Cordilleran Section - 115th Annual Meeting - 2019

Paper No. 7-11
Presentation Time: 9:00 AM-6:00 PM


GOTTLIEB, Eric S., Kaiser Francis Oil Co, Tulsa, OK 74136; Geological Sciences, Stanford University, Stanford, CA 94305 and MILLER, Elizabeth L., Department of Geological Sciences, Stanford University, Stanford, CA 94305

Petrochronology of zircon xenocrysts in crustally contaminated granitic rocks provides a unique avenue to assess the geologic history of otherwise inaccessible parts of the crust. U-Pb age dating, combined with trace element analysis and isotopic tracer studies (O, Lu-Hf) of remarkably well preserved xenocrysts reveals fundamental insights about the much debated and poorly understood tectonic and thermal history of the deep crust of the Great Basin region of the western US. The diversity of zircon xenocrysts that contaminated Cordilleran Interior magmas during the Cretaceous to Paleogene Sevier and Laramide orogenies shows that magma source regions systematically varied and fundamentally changed as the orogen evolved- progressively involving more cratonal and anomalously low 18O crust.

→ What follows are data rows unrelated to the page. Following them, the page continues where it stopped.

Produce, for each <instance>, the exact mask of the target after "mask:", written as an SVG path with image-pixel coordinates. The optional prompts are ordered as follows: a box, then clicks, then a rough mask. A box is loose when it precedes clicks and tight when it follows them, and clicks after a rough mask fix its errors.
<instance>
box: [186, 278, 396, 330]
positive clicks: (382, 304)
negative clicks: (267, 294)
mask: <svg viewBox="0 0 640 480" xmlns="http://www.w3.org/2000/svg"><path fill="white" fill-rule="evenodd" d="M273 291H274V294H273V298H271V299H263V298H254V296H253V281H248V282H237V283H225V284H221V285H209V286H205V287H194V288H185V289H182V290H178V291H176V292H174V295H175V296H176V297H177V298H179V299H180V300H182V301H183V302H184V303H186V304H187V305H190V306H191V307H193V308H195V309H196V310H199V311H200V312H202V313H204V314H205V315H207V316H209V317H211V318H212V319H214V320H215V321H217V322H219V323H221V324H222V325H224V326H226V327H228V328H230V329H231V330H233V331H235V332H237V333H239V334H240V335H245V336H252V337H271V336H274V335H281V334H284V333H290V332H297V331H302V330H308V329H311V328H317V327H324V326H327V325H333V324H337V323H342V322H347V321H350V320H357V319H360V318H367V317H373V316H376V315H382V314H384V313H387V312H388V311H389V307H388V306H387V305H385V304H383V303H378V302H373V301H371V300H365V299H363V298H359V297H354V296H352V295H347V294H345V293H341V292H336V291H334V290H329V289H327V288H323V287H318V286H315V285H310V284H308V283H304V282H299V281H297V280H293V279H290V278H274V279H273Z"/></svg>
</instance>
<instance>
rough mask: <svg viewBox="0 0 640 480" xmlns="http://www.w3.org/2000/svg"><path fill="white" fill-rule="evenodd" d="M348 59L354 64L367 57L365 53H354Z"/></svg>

Coeval with a slightly retrograde Late Cretaceous thermal history in the Snake Range metamorphic core complex, xenocrysts (entrained by and preserved in 70 Ma and 40 Ma granitic rocks) indicate prolonged and perhaps intensifying partial melting of the crust at greater depths. The best explanation for this thermal dichotomy is that the Late Cretaceous source region for xenocrysts was cratonal basement that lay in a lower plate position to the miogeocline rocks exposed in the MCC- implying the xenocryst source reached peak metamorphic conditions subsequent to tectonic burial and as the miogeocline rocks were slightly cooling. The subsequent Paleogene southward magmatic sweep 30 m.y. later re-invigorated magmatism locally and mobilized more fragments of the underthrust basement in early magmas, but the waxing of this magmatic flare up eliminated the potential for xenocryst preservation in later magmas.